1. A video motion quality evaluation method based on group-sensitive contrast regression is characterized by comprising the following steps:

step S1, selecting a corresponding example video and an example video score according to the current video;

step S2, performing spatio-temporal feature extraction on the current video and the example video respectively by using a deep learning model, and constructing a merged feature, which includes: respectively carrying out space-time information coding on the current video and the example video through the deep learning model, splicing the current video and the example video in a feature dimension, adding the example video score, and forming the merging feature together; and

step S3, a group-sensitive regression tree network is constructed, the merged features are regressed to obtain difference scores, after the difference scores are obtained, firstly, the whole range of the difference scores is distributed, each leaf node of the regression tree represents a specific difference score range, the sample balance in each range is ensured, for each node of the regression tree, comparing the difference score with the threshold value of the node once, the result is a two-class classification, the shunting probability of each layer is multiplied to obtain the final probability of the leaf node, the leaf node with the maximum probability is taken out, the difference score can be restricted to a specific subinterval from the whole interval, finally, the score regression in the subdistrict is carried out to obtain the final difference score, and combining the final difference score with the example video score to obtain a current video score.

2. The method of claim 1, wherein each leaf node in the cluster-sensitive regression tree network represents a predetermined difference score interval, and the samples in each interval are balanced.

3. The method of claim 2, wherein the cluster-sensitive regression tree network performs cluster sensitivity analysis on each leaf node to obtain a classification probability and a relative position in the group.
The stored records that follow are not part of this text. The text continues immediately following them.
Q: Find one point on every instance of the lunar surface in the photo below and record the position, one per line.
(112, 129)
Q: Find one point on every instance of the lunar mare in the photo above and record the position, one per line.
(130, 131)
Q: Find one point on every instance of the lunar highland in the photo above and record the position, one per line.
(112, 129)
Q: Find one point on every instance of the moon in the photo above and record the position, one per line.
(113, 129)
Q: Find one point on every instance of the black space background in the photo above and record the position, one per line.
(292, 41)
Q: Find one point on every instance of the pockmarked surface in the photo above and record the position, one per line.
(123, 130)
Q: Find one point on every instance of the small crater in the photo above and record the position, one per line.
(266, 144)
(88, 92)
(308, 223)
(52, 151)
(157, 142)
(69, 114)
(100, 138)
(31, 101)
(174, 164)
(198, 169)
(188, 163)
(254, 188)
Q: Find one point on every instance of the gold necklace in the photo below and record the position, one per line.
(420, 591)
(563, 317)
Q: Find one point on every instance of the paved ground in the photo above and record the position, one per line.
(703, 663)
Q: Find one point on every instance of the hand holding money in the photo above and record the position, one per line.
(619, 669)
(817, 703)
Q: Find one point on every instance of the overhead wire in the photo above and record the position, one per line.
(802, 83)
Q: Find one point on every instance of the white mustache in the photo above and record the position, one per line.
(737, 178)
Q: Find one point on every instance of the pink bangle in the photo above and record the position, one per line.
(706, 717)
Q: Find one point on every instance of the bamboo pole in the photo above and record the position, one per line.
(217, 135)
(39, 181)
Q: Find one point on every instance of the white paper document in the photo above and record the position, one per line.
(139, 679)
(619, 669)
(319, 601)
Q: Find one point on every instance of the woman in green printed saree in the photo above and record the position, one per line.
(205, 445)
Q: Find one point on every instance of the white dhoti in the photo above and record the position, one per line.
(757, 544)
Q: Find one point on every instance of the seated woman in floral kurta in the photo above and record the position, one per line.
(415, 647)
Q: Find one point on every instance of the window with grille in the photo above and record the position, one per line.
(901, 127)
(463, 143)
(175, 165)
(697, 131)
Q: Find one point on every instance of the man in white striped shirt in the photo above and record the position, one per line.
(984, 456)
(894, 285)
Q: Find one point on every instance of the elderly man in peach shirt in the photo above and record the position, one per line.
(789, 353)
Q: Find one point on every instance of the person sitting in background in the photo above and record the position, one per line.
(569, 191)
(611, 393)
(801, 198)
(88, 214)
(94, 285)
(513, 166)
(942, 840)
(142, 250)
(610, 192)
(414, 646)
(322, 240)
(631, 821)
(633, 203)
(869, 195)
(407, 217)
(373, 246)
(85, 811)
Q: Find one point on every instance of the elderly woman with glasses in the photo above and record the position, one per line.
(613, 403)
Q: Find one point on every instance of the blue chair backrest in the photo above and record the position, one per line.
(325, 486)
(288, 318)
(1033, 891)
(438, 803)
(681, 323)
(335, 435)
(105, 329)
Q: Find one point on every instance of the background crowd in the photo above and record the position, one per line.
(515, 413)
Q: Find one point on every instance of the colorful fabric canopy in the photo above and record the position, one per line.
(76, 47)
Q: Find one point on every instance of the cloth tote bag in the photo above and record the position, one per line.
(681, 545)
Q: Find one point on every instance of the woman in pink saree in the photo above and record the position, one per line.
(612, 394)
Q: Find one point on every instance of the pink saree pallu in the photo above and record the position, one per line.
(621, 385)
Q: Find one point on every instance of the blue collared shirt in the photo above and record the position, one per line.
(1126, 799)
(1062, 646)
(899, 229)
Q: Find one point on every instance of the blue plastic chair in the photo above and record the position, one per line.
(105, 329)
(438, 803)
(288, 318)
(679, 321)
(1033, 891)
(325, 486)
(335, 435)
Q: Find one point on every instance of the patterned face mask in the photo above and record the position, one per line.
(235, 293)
4. A video motion quality evaluation system based on group-sensitive contrast regression is characterized by comprising:

a selection module for selecting a corresponding example video and an example video score according to a current video;

an extraction module, configured to perform spatio-temporal feature extraction on the current video and the example video respectively by using a deep learning model, and construct a merged feature, where the extraction module includes: respectively carrying out space-time information coding on the current video and the example video through the deep learning model, splicing the current video and the example video in a feature dimension, adding the example video score, and forming the merging feature together; and

a regression and score combination module, configured to construct a cluster-sensitive regression tree network, perform regression on the merged features to obtain a difference score, after obtaining the difference score, first allocate the whole region of the difference score to make each leaf node of the regression tree represent a specific difference score region and ensure sample balance in each region, perform a comparison between the difference score and a threshold of the node once for each node of the regression tree, so that the result is a binary classification, multiply the split probability of each layer to obtain a final probability of the leaf node, extract the leaf node with the highest probability, constrain the difference score from the whole region to a specific subinterval, perform score regression in the subinterval to obtain a final difference score, and combine the final difference score with the example video score, and obtaining the current video score.

5. The system of claim 4, wherein each leaf node in the cluster-sensitive regression tree network represents a predetermined variance score interval, and the samples in each interval are balanced.

6. The system of claim 5, wherein the cluster-sensitive regression tree network performs cluster sensitivity analysis on each leaf node to obtain classification probability and relative position in the group.